State Shortfall Grows to $1.2 Billion As Revenue Projections Fall Short

The Board of Revenue Estimates announced yesterday that the State’s budget gap for fiscal years 2015 and 2016 has increased to $1.2 billion. As reported by the Washington Post,

The Board of Revenue Estimates projected the state will collect $123 million less in revenue than previously forecast during the remainder of this fiscal year, which ends in June, and $148 million less during the following year.

The write-downs widen what were already projected gaps of nearly $300 million this year and $600 million next year in Maryland’s roughly $16 billion general fund budget.

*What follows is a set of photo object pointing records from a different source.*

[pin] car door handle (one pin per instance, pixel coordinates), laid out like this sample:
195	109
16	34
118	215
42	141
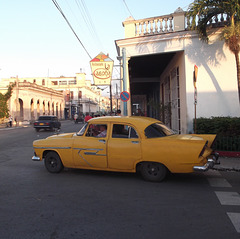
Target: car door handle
135	142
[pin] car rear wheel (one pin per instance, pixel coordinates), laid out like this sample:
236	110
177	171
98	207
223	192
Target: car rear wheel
152	171
53	162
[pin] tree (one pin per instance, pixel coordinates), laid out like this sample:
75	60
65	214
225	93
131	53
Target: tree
3	101
205	10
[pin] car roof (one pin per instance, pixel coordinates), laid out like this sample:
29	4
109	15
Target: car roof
139	121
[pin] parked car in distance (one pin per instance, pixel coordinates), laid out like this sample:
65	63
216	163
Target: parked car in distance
127	144
47	122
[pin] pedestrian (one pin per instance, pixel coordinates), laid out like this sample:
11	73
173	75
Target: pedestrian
10	121
119	113
87	117
75	118
103	131
15	120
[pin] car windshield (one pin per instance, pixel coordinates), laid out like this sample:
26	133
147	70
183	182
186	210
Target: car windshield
157	130
82	130
44	118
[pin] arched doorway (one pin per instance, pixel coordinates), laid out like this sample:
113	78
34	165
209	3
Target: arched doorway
32	110
43	109
38	109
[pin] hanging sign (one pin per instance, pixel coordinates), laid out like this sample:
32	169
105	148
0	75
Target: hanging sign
195	73
102	67
124	96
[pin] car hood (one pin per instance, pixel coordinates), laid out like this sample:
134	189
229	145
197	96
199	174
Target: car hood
67	135
198	137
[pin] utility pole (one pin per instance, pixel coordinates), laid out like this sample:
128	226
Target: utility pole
125	113
17	116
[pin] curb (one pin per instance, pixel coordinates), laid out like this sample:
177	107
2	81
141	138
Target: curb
228	154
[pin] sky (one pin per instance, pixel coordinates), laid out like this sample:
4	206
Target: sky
36	41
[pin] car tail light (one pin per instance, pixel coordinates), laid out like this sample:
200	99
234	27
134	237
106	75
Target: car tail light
205	146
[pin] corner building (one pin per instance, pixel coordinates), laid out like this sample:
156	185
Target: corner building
161	53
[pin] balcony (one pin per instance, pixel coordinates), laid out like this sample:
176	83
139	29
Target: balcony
174	22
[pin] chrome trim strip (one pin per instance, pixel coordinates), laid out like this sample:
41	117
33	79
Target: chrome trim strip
52	147
35	158
88	153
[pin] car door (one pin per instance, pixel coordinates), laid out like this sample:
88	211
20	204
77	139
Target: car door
124	147
90	150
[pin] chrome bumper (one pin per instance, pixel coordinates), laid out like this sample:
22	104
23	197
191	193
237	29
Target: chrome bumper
36	158
212	160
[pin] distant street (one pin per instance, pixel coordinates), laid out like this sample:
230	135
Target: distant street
87	204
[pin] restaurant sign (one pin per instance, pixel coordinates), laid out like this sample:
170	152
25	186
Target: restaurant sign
102	67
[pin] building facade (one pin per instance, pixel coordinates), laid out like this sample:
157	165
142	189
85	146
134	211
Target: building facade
160	54
60	96
29	101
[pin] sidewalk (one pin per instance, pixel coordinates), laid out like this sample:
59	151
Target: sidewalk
4	126
226	162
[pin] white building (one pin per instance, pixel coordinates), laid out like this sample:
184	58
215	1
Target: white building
61	96
160	56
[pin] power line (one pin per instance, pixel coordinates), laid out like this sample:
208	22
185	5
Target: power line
60	10
128	8
87	19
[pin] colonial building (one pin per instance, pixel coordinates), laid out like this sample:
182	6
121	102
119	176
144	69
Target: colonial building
61	96
30	100
159	57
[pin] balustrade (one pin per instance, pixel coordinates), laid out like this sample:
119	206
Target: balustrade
167	24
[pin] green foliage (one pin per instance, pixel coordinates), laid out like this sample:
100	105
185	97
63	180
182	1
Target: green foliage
3	102
227	130
222	126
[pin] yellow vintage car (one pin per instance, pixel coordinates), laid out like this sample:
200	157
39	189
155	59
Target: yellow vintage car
127	144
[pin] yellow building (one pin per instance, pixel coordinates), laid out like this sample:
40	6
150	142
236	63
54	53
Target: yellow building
60	96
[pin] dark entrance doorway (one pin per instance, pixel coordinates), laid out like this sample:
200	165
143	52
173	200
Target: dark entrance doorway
144	77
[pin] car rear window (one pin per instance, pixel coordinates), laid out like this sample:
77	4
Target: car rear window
157	130
44	118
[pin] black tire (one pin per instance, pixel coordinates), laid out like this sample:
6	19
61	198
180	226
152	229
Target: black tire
154	172
53	162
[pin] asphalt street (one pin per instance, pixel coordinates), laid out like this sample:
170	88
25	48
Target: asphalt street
90	204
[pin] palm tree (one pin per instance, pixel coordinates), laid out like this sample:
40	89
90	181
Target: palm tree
205	10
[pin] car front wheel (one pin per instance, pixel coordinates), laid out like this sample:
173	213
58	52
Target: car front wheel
53	162
152	171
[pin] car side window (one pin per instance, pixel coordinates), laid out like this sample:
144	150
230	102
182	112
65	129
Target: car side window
97	130
123	131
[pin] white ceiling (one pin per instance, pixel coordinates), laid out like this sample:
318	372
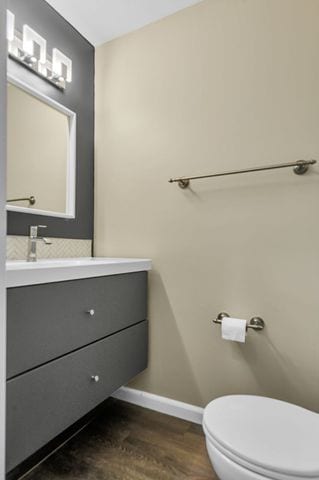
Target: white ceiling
102	20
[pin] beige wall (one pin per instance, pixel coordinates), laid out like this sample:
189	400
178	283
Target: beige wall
37	140
222	85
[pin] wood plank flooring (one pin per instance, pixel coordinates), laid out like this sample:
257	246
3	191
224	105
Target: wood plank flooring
127	442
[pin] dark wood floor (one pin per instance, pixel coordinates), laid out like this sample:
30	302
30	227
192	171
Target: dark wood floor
130	443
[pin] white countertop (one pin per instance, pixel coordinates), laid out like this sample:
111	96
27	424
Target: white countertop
21	272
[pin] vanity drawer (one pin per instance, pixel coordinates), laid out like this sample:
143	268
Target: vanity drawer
44	402
50	320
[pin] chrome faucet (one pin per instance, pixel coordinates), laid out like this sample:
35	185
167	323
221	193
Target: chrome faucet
32	244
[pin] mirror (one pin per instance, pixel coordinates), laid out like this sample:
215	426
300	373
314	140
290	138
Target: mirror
40	153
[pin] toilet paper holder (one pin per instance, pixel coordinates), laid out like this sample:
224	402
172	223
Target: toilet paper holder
256	323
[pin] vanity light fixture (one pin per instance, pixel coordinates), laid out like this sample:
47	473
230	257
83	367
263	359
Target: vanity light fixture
30	49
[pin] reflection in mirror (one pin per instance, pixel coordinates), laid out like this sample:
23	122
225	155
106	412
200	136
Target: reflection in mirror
41	154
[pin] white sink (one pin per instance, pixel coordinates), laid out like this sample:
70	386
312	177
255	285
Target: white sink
21	272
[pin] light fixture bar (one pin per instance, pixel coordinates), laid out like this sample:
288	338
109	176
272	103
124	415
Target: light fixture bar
30	50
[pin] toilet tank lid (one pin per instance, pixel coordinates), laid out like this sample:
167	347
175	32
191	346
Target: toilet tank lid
264	432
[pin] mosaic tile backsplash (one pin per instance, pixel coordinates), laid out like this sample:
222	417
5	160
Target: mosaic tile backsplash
17	247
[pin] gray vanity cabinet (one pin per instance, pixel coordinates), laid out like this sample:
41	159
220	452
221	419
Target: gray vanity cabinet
50	320
87	359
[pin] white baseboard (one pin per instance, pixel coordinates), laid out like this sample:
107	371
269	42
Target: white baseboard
160	404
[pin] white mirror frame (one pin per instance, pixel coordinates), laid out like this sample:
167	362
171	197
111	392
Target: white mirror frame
71	162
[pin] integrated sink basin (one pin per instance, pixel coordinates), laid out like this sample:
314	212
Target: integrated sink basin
21	272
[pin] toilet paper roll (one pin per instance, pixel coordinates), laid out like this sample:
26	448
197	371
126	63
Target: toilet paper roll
234	329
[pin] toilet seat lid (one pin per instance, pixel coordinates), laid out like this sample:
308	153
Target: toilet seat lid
267	433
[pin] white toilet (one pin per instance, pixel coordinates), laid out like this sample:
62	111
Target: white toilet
257	438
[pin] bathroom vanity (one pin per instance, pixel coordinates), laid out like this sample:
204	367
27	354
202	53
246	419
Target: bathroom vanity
76	331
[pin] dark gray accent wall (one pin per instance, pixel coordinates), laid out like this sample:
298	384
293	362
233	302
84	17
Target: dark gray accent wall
79	97
3	92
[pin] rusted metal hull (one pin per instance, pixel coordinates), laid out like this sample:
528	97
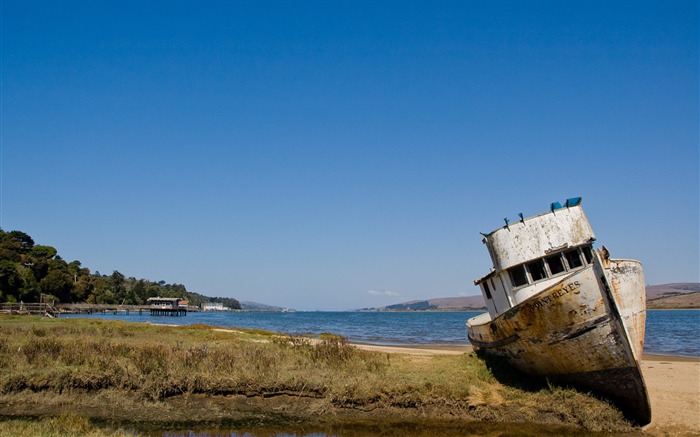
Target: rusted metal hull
587	330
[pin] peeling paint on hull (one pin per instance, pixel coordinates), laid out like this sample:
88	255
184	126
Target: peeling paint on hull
586	330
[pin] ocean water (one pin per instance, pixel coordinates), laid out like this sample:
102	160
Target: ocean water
668	332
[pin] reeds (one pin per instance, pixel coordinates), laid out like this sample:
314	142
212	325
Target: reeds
84	357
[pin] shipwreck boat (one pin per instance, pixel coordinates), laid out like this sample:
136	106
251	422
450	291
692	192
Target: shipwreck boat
557	308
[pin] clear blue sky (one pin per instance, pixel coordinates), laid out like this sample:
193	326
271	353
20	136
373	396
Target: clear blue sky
340	155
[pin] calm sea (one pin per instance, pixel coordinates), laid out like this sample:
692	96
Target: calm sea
668	332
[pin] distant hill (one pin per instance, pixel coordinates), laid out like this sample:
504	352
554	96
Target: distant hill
684	295
467	303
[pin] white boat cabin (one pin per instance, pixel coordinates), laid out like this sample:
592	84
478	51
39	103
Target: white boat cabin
533	254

Federal cutbacks were attributed to the lower than anticipated revenue projections. Revenue generated through the personal income tax was reduced most significantly indicating slower than expected job growth. As reported by the Baltimore Sun,

Most of the budget woes announced by the Board of Revenue Estimates stem from Maryland’s job market’s improving more slowly than officials predicted when they put together projections a year ago. Although Maryland’s revenue continues to increase year over year, it is not growing fast enough to keep up with spending plans.

Officials blamed gridlock on Capitol Hill and the reverberating effects of last year’s sequester as the prime culprits suppressing Maryland’s recovery.

Comptroller Peter A. Franchot said it was time to end the state’s reliance on federal jobs — which employ about 300,000 people in Maryland — and federal contracts to buoy the state’s economy.

To control spending, the University System of Maryland has instituted a hiring freeze and state agencies have been asked to “trim expenses.” However, it’s unclear at this time how Governor O’Malley and Governor-Elect Hogan will address the budget shortfall.

A spokesman said that Democratic Gov. Martin O’Malley does not have plans to formally cut the state’s current budget during December, and that the governor is “still evaluating what additional action might make sense.”

Hogan, a Republican who takes office Jan. 21, said Monday’s new numbers were “no surprise.” He cautioned residents to prepare for what may be painful budget cuts next year.